1 -- Manu Ginobili (San Antonio, 1999) -- How shrewd were the Spurs to scoop Ginobili up with the 57th pick and left him ripen on the vine for a few more years in Spain. His impact was immediate as soon as he came into the San Antonio mix as the Spurs won the title in his rookie season with him as the attacker, the scorer, the shooter, the playmaker. He's been the jalapeno in their salsa, an Olympic and World Champion with his native Argentina, and a three-time champ with the Spurs. All you need to know about his impact is that when Ginobili is not healthy, the Spurs are not contenders.
what do u think????????
Acknowledge your source my man... NBA.com
One of my all-time favorite Lakers was a steal at #37 in 1993
dude was nasty
Van Exel vs The Glove in the first round of the '95 playoffs was a lotta fun.
paul milsap will be on here one day. hes not deserving of it now but he will be very soon :)

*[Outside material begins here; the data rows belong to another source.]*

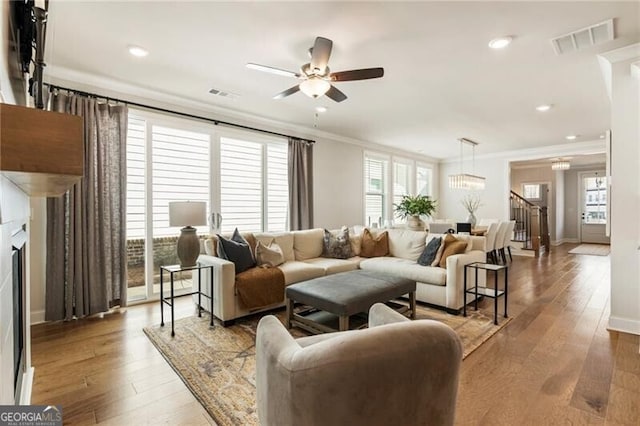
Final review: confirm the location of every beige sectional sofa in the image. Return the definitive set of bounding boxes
[194,227,485,324]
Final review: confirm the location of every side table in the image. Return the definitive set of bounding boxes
[160,264,213,336]
[462,262,509,325]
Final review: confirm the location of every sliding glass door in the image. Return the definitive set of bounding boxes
[127,112,288,301]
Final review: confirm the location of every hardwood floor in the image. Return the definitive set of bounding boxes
[32,244,640,425]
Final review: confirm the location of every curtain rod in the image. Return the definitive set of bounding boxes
[44,83,316,143]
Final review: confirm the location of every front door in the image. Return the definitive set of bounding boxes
[579,170,609,244]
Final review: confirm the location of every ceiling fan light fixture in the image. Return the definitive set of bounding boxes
[300,77,331,98]
[551,160,571,170]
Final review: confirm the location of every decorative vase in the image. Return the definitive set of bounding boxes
[467,212,477,229]
[407,216,426,231]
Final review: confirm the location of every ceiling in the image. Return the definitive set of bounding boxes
[45,0,640,158]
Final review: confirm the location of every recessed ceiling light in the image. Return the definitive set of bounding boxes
[489,36,513,49]
[129,45,149,58]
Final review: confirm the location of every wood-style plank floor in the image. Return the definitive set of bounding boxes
[32,244,640,425]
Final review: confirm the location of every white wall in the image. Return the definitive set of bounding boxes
[551,170,565,244]
[609,53,640,334]
[29,197,47,324]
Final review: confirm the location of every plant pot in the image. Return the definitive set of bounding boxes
[467,212,477,229]
[407,216,426,231]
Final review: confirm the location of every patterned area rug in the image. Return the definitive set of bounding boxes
[144,305,510,426]
[569,244,611,256]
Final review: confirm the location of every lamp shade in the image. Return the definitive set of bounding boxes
[169,201,207,226]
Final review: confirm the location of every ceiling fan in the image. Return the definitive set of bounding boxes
[247,37,384,102]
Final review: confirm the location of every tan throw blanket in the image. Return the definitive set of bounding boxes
[236,267,284,309]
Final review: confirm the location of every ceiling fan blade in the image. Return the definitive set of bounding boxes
[311,37,333,74]
[325,86,347,102]
[273,85,300,99]
[247,62,301,78]
[329,68,384,81]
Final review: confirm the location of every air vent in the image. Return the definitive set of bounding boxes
[209,89,240,99]
[551,19,614,55]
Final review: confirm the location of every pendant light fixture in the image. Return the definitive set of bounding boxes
[449,138,485,190]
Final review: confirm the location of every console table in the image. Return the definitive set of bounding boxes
[462,262,509,325]
[160,264,213,336]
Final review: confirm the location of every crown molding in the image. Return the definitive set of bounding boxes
[47,65,439,163]
[440,140,605,163]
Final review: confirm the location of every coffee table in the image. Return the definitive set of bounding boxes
[285,270,416,334]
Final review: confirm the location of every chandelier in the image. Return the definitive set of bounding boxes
[551,160,571,170]
[449,138,485,190]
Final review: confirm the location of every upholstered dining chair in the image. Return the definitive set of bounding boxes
[484,222,498,263]
[493,221,509,263]
[501,220,516,263]
[256,303,462,426]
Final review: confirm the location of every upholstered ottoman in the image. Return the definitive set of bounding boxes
[285,270,416,333]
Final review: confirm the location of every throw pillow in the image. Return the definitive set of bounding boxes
[418,237,442,266]
[322,226,351,259]
[217,228,256,274]
[439,234,467,268]
[360,228,389,257]
[256,241,284,267]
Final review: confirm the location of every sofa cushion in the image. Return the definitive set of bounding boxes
[218,228,256,274]
[278,260,324,285]
[389,229,427,262]
[293,228,324,261]
[256,240,284,266]
[254,232,296,261]
[439,234,468,268]
[322,226,352,259]
[204,233,256,258]
[304,257,360,275]
[360,257,447,286]
[360,228,389,257]
[417,237,442,266]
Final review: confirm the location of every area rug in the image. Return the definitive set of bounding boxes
[569,244,611,256]
[144,306,510,426]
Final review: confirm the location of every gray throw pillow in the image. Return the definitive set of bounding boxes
[418,237,442,266]
[217,228,256,274]
[322,226,351,259]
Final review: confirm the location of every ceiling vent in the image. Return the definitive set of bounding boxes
[551,19,614,55]
[209,89,240,99]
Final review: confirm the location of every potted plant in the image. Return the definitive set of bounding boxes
[460,194,482,228]
[393,195,436,231]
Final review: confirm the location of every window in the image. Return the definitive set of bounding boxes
[583,174,607,224]
[364,156,388,226]
[393,161,412,222]
[416,165,433,196]
[126,111,289,300]
[522,183,540,200]
[220,137,289,232]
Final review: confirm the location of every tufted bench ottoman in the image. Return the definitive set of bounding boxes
[285,270,416,333]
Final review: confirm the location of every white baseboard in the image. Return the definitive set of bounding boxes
[551,238,580,246]
[31,310,45,325]
[607,316,640,335]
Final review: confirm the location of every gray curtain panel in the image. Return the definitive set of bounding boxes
[45,93,127,321]
[289,138,313,231]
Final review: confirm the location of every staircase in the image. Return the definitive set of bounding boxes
[509,191,550,257]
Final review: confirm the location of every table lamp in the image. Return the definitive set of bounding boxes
[169,201,207,266]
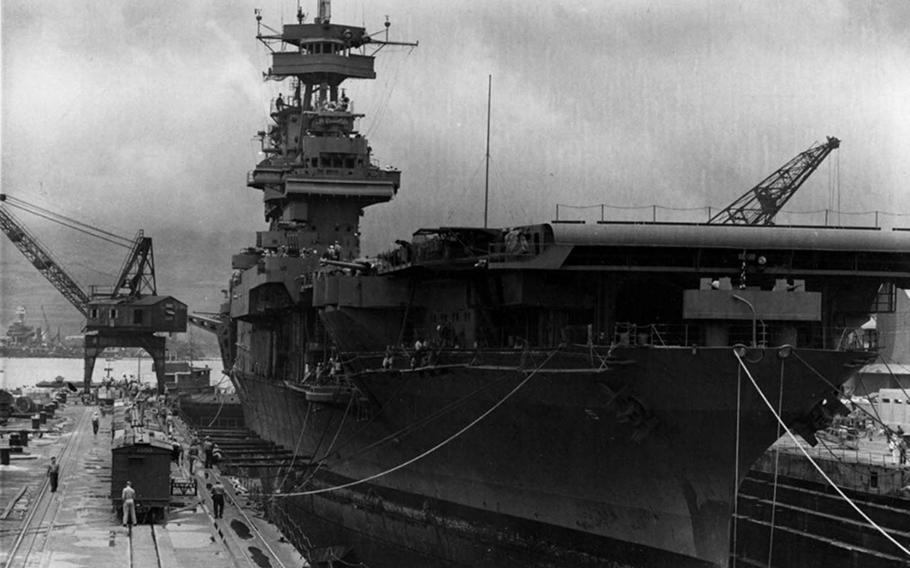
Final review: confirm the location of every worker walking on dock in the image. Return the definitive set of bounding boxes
[120,481,136,526]
[47,457,60,493]
[202,436,215,469]
[212,479,224,519]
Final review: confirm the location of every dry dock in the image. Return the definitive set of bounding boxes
[0,405,305,568]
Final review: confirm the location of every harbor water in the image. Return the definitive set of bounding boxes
[0,357,231,390]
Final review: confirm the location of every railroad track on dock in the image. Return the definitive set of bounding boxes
[3,411,90,568]
[128,525,165,568]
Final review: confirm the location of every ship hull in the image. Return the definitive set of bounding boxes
[235,348,857,566]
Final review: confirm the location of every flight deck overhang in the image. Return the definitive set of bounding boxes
[489,223,910,287]
[550,223,910,252]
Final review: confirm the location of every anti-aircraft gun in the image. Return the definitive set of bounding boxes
[0,194,187,393]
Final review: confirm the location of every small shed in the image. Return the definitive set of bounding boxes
[111,428,172,518]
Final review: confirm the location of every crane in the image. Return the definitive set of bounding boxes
[0,193,187,393]
[708,136,840,225]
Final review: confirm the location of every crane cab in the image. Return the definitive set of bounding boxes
[86,296,187,333]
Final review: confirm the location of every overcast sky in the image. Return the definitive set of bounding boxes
[0,0,910,324]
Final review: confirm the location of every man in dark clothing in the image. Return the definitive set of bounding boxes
[47,458,60,493]
[187,441,199,475]
[212,479,224,519]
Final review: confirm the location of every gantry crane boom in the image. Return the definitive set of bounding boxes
[0,194,91,316]
[0,194,186,393]
[708,136,840,225]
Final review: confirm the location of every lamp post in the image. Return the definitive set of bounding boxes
[732,294,758,347]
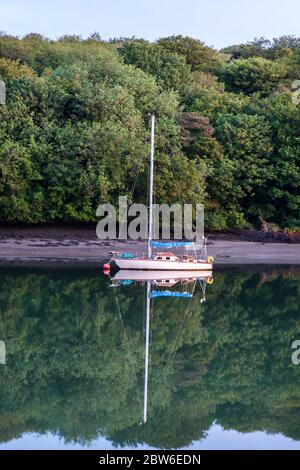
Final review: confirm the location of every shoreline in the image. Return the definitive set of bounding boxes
[0,227,300,266]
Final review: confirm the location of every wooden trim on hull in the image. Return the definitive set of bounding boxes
[113,258,213,271]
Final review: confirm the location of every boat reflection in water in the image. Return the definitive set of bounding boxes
[106,269,213,424]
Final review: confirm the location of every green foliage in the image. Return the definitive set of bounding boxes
[119,41,191,90]
[0,33,300,230]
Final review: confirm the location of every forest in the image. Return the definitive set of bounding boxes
[0,268,300,449]
[0,33,300,232]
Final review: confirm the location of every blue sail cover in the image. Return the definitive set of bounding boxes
[151,241,194,248]
[151,290,193,298]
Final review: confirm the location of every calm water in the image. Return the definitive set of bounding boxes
[0,268,300,449]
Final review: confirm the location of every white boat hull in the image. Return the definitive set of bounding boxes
[113,258,213,271]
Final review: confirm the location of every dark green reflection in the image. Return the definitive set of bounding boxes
[0,269,300,448]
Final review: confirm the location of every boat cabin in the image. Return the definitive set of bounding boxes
[182,255,197,263]
[154,253,179,261]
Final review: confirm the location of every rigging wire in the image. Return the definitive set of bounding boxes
[114,291,143,416]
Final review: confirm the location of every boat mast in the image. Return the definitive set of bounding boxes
[148,114,155,259]
[144,281,151,424]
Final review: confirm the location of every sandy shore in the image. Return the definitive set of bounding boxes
[0,227,300,265]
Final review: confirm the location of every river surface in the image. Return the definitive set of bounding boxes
[0,266,300,450]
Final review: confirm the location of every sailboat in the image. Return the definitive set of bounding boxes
[108,115,214,271]
[106,270,213,424]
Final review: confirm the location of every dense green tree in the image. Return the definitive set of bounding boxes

Ramon Sessions could be on here one day too as will Monta Ellis if he can stay healthy. Why is Manu so high on the list. I dont think he is number one.
but I said Arenas was the hands down best player to come out of the PAC 10 that year and he should have been a lottery pick. All anybody said was that he was an undersized sg. But in all fairness, I had Sam Clancy as the number 2 player coming out of the PAC that year, so I was half intelligent.
Rodman should be No. 1, hands down. He was the best rebounder and on-ball defender in the NBA for 6-7 years.
Another player that was a solid pick-up in the 2nd round was Memo Okur at #38 in 2001. One of the best picks of that extremely mediocre draft.
deandre jordan will be on there someday.